Further, the adsorbent is activated carbon or diatomite.

Further, the step of adjusting the pH of the aqueous solution to be below 3 by controlling the temperature in the step 3) comprises adding hydrochloric acid into the aqueous solution to adjust the pH to be below 3.

Further, hydrochloric acid is added into the aqueous solution to adjust the pH value to be below 3.

Further, in the step 3), the stirring speed is 150 to 200 revolutions.

The method for purifying the sulfoketone product can greatly reduce the content of cyanide impurities in the sulfoketone product and improve the purity of the product, and the content of the cyanide impurities is reduced from 1327ppm to less than 100ppm originally by Ames detection of the cyclic sulfoketone product before purification and the purified product.

Detailed Description

The present invention will be described in further detail with reference to specific examples. It is to be understood that these examples are for the purpose of illustrating the general principles, essential features and advantages of the present invention, and that the present invention is not limited by the following examples, and that the conditions employed in the examples may be further modified according to specific requirements, and that the conditions not specified are generally conditions in routine experimentation.

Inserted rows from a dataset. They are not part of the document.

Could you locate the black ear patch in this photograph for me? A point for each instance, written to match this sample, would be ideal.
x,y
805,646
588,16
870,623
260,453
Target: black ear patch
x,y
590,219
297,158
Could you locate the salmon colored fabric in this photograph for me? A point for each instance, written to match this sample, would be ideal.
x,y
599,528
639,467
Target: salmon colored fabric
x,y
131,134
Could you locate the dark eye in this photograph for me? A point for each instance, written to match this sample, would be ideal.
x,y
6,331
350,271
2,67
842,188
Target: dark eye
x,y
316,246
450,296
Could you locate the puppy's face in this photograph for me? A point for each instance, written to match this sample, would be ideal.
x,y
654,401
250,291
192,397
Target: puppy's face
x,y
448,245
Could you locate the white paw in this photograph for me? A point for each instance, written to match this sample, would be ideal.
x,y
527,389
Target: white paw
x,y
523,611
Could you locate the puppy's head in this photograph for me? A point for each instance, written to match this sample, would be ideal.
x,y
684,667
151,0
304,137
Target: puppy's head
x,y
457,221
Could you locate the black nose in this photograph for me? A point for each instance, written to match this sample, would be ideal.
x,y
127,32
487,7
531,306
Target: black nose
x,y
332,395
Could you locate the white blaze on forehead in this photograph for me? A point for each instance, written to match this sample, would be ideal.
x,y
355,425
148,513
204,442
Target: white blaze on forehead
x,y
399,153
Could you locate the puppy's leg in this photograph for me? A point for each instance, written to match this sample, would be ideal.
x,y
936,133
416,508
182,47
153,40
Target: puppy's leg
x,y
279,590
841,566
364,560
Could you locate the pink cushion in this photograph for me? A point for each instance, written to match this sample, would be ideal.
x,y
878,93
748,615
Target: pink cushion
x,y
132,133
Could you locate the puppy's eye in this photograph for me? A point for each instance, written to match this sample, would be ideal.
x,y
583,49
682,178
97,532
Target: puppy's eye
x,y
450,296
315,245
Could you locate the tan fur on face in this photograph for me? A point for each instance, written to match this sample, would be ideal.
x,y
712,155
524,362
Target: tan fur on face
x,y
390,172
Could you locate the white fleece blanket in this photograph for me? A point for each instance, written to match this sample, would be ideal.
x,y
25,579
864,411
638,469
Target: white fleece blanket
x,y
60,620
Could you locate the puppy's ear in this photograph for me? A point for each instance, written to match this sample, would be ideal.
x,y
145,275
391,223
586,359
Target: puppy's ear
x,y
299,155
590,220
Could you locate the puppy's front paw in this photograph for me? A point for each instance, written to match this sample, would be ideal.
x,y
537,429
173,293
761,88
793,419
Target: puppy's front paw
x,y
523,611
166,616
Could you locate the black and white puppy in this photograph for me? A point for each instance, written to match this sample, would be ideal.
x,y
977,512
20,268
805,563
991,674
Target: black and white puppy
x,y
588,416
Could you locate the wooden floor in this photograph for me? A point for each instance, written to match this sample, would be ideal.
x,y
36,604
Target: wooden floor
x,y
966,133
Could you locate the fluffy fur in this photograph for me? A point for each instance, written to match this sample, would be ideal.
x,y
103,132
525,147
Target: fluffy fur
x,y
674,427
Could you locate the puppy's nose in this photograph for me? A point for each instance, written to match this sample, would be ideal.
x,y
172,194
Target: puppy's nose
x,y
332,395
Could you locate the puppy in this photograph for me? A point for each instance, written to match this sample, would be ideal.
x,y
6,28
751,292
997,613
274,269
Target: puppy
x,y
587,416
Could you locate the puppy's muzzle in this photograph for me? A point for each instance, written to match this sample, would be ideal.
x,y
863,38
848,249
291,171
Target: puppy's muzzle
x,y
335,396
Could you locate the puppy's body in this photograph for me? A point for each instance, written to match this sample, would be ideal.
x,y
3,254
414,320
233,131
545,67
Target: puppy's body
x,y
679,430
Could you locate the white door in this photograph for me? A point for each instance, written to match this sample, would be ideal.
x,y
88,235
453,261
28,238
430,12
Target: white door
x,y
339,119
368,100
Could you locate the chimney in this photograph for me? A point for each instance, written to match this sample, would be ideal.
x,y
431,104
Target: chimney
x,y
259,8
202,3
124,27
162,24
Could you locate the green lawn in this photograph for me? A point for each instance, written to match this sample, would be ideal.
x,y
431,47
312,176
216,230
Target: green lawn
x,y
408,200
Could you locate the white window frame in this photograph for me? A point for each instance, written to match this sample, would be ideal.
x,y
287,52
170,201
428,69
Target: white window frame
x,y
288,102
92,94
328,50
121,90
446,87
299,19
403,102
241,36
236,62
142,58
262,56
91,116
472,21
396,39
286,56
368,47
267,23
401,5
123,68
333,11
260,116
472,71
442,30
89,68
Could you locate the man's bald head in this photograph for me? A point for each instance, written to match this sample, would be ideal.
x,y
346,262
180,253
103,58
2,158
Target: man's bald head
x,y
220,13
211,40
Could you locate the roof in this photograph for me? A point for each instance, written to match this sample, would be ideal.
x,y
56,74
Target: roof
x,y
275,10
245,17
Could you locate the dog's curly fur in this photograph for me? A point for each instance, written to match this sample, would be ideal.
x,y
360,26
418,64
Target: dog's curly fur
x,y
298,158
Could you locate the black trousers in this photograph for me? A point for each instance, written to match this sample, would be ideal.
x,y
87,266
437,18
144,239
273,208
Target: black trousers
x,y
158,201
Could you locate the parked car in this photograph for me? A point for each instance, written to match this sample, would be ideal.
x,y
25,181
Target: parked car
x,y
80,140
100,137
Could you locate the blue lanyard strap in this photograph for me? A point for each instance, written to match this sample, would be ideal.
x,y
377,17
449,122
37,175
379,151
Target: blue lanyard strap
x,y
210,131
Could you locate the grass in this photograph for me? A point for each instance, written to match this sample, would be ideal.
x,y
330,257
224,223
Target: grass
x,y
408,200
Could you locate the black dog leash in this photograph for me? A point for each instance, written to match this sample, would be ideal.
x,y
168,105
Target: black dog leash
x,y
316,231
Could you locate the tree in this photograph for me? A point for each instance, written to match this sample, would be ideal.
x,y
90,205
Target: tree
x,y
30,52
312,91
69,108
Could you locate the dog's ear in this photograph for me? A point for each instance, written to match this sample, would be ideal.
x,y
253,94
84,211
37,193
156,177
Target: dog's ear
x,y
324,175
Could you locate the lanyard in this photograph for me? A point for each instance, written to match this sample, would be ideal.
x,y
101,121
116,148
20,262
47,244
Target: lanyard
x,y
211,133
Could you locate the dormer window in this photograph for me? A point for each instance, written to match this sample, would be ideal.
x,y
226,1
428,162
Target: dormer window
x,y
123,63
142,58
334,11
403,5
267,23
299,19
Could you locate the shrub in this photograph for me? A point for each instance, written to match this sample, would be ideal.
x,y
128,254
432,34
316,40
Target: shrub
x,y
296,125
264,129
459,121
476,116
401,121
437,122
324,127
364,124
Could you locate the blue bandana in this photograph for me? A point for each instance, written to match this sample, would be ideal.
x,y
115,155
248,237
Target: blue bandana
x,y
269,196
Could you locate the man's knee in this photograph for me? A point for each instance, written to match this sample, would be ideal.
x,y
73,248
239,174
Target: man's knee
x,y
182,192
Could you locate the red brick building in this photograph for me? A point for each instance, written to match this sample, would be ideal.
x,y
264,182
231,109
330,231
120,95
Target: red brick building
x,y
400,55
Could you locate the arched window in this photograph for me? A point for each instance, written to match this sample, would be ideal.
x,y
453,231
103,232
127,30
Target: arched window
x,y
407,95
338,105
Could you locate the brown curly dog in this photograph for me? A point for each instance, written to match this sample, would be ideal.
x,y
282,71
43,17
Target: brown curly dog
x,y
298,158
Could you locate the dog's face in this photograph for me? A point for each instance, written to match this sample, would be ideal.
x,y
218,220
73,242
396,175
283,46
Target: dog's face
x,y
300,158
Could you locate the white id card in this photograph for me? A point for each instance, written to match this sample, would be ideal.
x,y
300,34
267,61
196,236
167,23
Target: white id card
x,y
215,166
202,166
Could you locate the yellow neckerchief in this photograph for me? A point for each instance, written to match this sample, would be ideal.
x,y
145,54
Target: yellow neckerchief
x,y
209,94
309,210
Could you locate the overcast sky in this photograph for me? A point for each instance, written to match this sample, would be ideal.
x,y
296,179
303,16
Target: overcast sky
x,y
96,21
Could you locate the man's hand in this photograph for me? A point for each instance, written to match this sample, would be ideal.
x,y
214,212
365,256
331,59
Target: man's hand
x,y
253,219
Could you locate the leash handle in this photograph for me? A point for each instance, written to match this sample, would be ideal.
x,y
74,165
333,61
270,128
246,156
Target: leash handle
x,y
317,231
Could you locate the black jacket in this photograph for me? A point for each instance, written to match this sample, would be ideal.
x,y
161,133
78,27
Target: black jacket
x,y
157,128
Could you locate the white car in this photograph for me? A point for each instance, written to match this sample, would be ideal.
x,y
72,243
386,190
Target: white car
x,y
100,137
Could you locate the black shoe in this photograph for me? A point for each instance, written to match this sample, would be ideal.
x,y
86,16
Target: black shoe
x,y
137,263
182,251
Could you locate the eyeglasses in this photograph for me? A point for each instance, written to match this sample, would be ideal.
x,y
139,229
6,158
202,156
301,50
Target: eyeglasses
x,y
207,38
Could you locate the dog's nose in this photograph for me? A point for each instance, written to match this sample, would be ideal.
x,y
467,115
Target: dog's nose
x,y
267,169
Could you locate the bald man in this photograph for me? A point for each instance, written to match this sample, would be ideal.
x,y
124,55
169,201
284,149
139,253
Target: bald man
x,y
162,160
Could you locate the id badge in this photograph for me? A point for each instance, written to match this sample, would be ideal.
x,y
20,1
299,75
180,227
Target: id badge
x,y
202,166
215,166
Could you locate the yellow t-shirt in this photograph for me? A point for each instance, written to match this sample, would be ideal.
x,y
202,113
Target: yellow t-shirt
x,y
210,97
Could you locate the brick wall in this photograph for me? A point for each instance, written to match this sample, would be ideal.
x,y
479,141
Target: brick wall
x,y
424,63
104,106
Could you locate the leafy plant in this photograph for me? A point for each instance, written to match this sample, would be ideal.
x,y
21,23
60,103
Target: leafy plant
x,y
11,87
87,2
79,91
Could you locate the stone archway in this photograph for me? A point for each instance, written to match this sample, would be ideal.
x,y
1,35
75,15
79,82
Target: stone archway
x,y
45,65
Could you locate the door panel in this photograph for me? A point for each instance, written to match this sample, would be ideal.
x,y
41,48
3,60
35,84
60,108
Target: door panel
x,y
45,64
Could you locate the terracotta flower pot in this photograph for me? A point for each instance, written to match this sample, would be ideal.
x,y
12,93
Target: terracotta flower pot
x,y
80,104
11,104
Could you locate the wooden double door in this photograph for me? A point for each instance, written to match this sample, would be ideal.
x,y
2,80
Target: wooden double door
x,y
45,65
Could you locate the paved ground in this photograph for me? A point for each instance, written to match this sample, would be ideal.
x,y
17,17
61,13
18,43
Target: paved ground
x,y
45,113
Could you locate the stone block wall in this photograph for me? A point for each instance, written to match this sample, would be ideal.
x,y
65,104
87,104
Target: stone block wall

The synthetic scheme includes the following:

2-chloro-3- (2,2, 2-trifluoroethoxy) methyl-4-methylsulfonylbenzoyl chloride and 1, 2-dichloroethane were added to a three-necked flask, and stirred while maintaining the temperature at 15 ℃. Thionyl chloride was added slowly. Reacting for 0.5h at normal temperature, heating to 75 ℃, and preserving heat for 3 h. The content of the raw materials is less than or equal to 0.2 percent through the central control detection, the solvent is evaporated to 85 ℃ under the reduced pressure of-0.098 mP, and the solvent and the excessive thionyl chloride are removed. Adding new 1, 2-dichloroethane and triethylamine again, adding 1,3 cyclohexanedione and acetone cyanohydrin, and keeping the temperature at 40 ℃ for 6 h. The detection reaction was complete. And filtering triethylamine salt, and concentrating under reduced pressure to obtain a reddish brown solid.

The synthetic reaction formula is shown as follows:

before the 2-chloro-3- (2,2, 2-trifluoroethoxy) methyl-4-methylsulfonylbenzoyl chloride reacts with cyclohexanedione, a proper amount of alkali such as triethylamine and the like can be added to form enol ester solution, and after the rearrangement reaction is finished, the cyclanone product is obtained through further distillation.